My island is tropical and some villagers seem a bit out of place like Erik and Deirdre lol
I love these two but I’m thinking of replacing them..
So far I’ve been thinking Bud - I’m not a fan tbh- and June. But I love Nana too much and she kinda fits the theme too. I’ll attach pictures of my island below


----------



## Torts McGorts (Apr 8, 2021)

Anabelle? O’Hare? Tangy?


----------



## Berrymia (Apr 8, 2021)

Torts McGorts said:


> Anabelle? O’Hare? Tangy?


O’Hare would actually be cute I think! He’d have to replace Zell..
I think tangy and Annabelle are a pass though


----------



## Moritz (Apr 8, 2021)

How about papi?
Hes an okapi so fits the theme and lazy so could replace Erik.
Plus he's adorable.


----------



## Etown20 (Apr 8, 2021)

Audie's house would be a great fit


----------



## amylsp (Apr 8, 2021)

You could replace Deirdre with Phoebe (both sisterly). She lives inside a volcano. You can't get anymore tropical than that!


----------



## k e r f u f f l e (Apr 8, 2021)

Here are some suggestions:

- Annabelle
- O’Hare
- June
- Audie
- Jitters (Think Disney’s _The Three Caballeros?_)
- Coco
- Eugene (Think the original _Hawaii 5-O?_)
- Boone
- Canberra
- Clay


----------



## Rika092 (Apr 8, 2021)

Is there a specific personality that you'd prefer? Like are you looking to replace Zell and Deidre with a smug and an uchi/sisterly?
Also, who do you already have on your island?

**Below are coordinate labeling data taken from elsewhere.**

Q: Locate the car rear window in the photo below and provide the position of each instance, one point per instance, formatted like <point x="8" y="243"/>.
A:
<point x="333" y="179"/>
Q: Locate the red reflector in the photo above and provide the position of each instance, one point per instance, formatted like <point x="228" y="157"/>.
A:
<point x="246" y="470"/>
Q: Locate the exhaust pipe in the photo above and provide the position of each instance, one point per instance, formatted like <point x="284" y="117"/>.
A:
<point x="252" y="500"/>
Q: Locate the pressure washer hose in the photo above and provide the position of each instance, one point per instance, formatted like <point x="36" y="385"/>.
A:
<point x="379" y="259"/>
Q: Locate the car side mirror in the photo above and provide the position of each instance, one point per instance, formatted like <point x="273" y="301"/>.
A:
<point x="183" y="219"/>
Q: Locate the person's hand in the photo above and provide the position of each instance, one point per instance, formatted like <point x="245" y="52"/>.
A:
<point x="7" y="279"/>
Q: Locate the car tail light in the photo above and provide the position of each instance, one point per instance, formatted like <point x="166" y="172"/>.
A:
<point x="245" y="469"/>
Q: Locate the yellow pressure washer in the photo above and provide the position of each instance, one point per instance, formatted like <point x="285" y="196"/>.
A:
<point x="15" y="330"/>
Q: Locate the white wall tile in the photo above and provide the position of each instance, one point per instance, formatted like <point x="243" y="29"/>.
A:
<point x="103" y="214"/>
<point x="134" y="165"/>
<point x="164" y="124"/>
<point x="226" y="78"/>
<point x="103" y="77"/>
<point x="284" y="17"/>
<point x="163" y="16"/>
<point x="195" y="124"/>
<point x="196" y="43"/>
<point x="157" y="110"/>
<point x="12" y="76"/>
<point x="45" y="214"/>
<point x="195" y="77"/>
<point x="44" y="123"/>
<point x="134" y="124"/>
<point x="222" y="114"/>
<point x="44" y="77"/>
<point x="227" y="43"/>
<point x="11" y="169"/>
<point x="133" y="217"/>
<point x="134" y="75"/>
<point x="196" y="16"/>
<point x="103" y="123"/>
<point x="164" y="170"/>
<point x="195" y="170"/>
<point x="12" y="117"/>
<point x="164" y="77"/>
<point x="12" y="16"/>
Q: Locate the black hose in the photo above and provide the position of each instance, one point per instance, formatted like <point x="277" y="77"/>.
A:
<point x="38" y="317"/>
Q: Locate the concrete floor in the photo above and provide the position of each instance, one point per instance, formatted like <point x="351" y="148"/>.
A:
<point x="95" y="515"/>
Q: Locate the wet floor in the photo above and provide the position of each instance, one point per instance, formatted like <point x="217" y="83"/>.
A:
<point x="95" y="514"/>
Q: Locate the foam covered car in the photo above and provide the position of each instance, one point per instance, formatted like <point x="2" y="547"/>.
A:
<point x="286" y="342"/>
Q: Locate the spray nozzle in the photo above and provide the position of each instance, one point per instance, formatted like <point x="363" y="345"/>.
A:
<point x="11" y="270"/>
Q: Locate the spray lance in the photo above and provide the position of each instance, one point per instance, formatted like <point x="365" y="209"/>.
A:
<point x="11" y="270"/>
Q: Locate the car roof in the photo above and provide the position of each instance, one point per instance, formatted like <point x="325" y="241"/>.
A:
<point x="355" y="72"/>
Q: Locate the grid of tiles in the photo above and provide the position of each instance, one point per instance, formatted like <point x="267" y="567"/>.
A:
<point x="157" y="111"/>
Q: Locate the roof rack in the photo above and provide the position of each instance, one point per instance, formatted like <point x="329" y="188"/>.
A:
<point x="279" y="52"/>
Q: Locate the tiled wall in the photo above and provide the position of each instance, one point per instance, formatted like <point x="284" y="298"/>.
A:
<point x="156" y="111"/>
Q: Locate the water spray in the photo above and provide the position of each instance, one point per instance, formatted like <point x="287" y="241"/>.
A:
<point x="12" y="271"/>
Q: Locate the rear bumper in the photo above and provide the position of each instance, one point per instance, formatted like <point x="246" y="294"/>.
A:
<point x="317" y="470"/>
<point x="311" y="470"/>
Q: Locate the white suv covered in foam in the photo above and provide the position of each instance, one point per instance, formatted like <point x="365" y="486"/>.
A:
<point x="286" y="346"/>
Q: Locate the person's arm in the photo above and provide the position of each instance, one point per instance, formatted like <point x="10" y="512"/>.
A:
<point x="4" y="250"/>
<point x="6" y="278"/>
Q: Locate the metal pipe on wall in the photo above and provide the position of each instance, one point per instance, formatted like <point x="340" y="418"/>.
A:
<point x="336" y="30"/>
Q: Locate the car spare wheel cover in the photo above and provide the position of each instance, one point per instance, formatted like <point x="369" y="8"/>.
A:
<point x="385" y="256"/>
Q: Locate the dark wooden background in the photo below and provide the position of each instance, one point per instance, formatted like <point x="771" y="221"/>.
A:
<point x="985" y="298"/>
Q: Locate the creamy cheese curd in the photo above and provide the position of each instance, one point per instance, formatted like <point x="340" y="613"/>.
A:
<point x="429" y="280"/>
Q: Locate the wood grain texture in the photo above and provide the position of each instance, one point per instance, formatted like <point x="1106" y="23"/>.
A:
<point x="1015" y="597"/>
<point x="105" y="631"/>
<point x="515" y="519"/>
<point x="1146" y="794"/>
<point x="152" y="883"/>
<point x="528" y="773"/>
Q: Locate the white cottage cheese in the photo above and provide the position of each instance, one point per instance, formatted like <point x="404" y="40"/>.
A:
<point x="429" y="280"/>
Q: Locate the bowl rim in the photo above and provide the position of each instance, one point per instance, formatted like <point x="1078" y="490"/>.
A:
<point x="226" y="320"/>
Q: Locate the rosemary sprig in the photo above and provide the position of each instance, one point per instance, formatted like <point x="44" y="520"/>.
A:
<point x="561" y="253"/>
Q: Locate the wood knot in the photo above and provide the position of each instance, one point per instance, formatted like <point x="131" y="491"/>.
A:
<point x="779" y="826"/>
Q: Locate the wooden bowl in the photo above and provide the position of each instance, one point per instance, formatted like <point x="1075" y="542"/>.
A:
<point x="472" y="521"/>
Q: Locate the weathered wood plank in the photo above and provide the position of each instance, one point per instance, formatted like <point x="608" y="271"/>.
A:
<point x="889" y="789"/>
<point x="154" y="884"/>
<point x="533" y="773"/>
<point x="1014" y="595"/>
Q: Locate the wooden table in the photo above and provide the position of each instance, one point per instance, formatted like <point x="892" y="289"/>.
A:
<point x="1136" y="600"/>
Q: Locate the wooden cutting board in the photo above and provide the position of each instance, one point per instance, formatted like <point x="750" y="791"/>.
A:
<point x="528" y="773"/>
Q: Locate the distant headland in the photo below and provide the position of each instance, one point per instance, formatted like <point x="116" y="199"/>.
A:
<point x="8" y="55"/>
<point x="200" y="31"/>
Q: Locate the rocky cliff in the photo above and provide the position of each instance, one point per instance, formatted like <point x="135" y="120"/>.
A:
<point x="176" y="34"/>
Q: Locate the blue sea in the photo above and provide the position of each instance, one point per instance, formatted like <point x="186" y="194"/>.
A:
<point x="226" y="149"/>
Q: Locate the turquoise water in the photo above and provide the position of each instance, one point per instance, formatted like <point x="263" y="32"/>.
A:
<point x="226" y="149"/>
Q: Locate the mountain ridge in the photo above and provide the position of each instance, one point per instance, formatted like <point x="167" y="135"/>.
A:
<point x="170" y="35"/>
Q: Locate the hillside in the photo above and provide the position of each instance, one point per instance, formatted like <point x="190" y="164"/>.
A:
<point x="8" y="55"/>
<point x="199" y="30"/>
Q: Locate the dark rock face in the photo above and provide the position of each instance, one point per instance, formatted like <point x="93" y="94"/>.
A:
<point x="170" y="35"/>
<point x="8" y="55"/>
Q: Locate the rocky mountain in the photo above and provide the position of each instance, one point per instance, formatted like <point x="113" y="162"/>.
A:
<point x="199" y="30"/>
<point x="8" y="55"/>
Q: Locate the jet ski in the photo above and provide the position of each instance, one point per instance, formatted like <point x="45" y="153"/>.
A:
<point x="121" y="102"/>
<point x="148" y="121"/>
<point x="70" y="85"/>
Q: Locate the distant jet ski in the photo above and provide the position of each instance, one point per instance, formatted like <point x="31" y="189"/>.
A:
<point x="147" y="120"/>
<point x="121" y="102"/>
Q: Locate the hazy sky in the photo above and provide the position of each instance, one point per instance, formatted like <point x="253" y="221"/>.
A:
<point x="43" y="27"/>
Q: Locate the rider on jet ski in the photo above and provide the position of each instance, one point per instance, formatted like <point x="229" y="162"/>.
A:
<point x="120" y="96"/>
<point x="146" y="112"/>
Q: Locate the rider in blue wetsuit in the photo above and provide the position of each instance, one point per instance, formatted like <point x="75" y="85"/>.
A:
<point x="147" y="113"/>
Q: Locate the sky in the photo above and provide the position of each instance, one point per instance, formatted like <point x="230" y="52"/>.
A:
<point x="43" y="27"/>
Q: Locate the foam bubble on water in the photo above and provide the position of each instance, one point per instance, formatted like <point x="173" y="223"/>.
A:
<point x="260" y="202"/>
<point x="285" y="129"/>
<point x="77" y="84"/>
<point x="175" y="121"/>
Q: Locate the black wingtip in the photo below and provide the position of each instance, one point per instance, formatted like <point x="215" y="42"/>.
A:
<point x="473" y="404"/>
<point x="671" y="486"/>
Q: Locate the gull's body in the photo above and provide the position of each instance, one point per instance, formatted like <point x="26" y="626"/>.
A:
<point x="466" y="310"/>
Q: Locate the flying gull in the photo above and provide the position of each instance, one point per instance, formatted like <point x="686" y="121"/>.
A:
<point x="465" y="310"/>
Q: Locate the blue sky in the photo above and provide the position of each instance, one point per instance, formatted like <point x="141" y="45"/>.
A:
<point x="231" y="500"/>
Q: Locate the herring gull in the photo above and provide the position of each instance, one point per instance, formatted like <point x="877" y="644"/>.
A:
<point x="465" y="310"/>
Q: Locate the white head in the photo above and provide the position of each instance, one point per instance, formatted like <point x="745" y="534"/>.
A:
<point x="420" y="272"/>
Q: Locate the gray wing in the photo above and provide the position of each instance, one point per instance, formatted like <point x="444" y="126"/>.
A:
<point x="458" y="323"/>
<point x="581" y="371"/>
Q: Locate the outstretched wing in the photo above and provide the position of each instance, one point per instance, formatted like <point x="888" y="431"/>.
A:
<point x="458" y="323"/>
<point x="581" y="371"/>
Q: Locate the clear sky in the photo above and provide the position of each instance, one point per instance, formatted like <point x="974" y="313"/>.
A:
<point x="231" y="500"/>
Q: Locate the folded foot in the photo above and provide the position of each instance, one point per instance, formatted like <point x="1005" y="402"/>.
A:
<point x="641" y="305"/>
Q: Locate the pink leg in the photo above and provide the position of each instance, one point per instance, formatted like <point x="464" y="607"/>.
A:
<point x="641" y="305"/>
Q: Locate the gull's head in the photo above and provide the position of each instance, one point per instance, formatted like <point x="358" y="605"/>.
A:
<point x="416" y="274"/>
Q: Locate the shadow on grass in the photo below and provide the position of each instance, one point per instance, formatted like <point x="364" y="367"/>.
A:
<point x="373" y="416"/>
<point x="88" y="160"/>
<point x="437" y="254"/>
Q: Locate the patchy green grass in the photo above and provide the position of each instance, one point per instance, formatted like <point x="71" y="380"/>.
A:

If you are looking for smug and uchi/sisterly only, then Smug: O'Hare; Sisterly: Paula

otherwise: Coco; June; Flora; Audie and Bangle (I think both wear a pineapple dress and have summery vibes); Caroline the squirrel has very exotic look; Plucky (has a beach house interior); Lyman


----------



## aurora. (Apr 8, 2021)

Maybe Flora? I love your path btw!


----------



## Sophie23 (Apr 8, 2021)

I’m doing a tropical themed island too! So far the villagers I have that fit the theme are Audie and June the rest I’m getting later~


----------



## Berrymia (Apr 8, 2021)

Rika092 said:


> Is there a specific personality that you'd prefer? Like are you looking to replace Zell and Deidre with a smug and an uchi/sisterly?
> Also, who do you already have on your island?
> 
> If you are looking for smug and uchi/sisterly only, then Smug: O'Hare; Sisterly: Paula
> ...



I have on my island:

Sprinkle (I love her but she clashes )
Erik (same as sprinkle)
Sherb 
Dom
Erik
Deirdre (Same as Erik & sprinkle)
Stitches- he fits Bc he’s colorful
Nana- fits too because pink and monkey 
Zell- kinda fits but o’hare Might be the better pick?
Rory- a starter I’m weirdly attached to
Blanche- idk, I thought she’d fit in too lol


----------



## WaileaNoRei (Apr 8, 2021)

Just a few I like personally:

For sisterly villagers:
Plucky
Shari
Fuchsia

Some others:

Bangle
Cole
Tammi
Pancetti
Flip
Simon
Caroline


----------



## Nunnafinga (Apr 8, 2021)

Annalise is a good tropical themed villager.Her house and original outfit have that theme and she was an original Islander from Population Growing.


----------



## Berrymia (Apr 8, 2021)

WaileaNoRei said:


> Just a few I like personally:
> 
> For sisterly villagers:
> Plucky
> ...


Oooh Shari or Fuchsia might fight well! Fuchsia because of her color and Shari is kind of a cute monkey


----------



## cocoacat (Apr 8, 2021)

My picks would be Boots, Flora, Midge, Twiggy, Alice (or almost any koala), Ellie (or another elephant), Bertha, Lily, Ketchup, Pinky, Celia, Rowan, Soleil and Annabelle.

You can always gift them tropical shirts and hats or hibiscus hairpins to make almost any villager seem more tropical. If you gift it in their preferred style or color, they'll be more likely to wear it.


----------



## DaisyFan (Apr 8, 2021)

Here are a some of villagers I can think of:

Caroline
Bangle
Audie
Flip
Lyman
Flora
O'Hare
Annalise


----------



## brysonkunz (Apr 10, 2021)

I think Audie would be a great fit


----------



## Rowbowkid800 (Apr 10, 2021)

Coco would be great she is a sand bunny idk the house style I’ve never had her but I think she would fit


----------



## Tiffany (Apr 10, 2021)

I would suggest Drift, he's a cool looking frog. He was my island villager in ac gamecube. Flora is tropical too


----------



## Fruitcup (Apr 10, 2021)

Bud is a tropical loving lion


----------



## xara (Apr 11, 2021)

the first villager that came to mind was keaton - he’s super vibrant and i think he’d fit in nicely!


----------